8. Will my ASC receive a Remittance Advice (RA) associated with a claim that contains a G-code line-item?
ASCs will receive an RA for a claim on which the G-code is reported. The RA will include a standard remark code (N365) and a message confirming that the G-code passed into the National Claims History (NCH) file. N365 reads as follows: “This procedure code is not payable. It is for reporting/information purposes only.” The N365 remark code does not indicate whether the G-code is accurate for that claim or for the measure being reported.*
ASCs should keep track of all cases that they report using a G-code so that they can verify the G-codes that their ASC reported against the RA notice sent by their Medicare Administrative Contractor (MAC). Each G-code line-item will be listed with the N365 denial remark code.
ASCs should note that the submission of a non-zero charge amount for G-codes may complicate secondary payers’ processing of the claims. ASCs are not allowed to collect any monies from beneficiaries for charges submitted for the G-codes.
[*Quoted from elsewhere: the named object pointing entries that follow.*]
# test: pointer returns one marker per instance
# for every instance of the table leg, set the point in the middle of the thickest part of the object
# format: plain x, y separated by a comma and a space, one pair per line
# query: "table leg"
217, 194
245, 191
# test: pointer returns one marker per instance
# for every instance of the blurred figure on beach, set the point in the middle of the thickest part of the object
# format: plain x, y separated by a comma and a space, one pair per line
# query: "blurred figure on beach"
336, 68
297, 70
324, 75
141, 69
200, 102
9. We forgot to put the G-codes on a claim. Can we resubmit the claim with the proper G-codes attached?
Claims may not be resubmitted for the sole purpose of adding or correcting G-codes.*
10. We submitted a claim that was denied, but the error has been corrected and we plan to resubmit the claim. Do we include the G-codes again?
If a denied claim is subsequently corrected through the appeals process involving the carrier/Medicare
Administrative Contractors, G-codes should also be included on the resubmitted claim in accordance with the instructions in the measure specifications.*
* These answers are based on guidance issued by CMS for the
Physician Quality Reporting System (PQRS) program. While we anticipate
that the agency will apply similar guidance to the ASC Quality Reporting
Program (QRP), CMS could apply different standards. These FAQs will be
updated when final guidance is issued by CMS.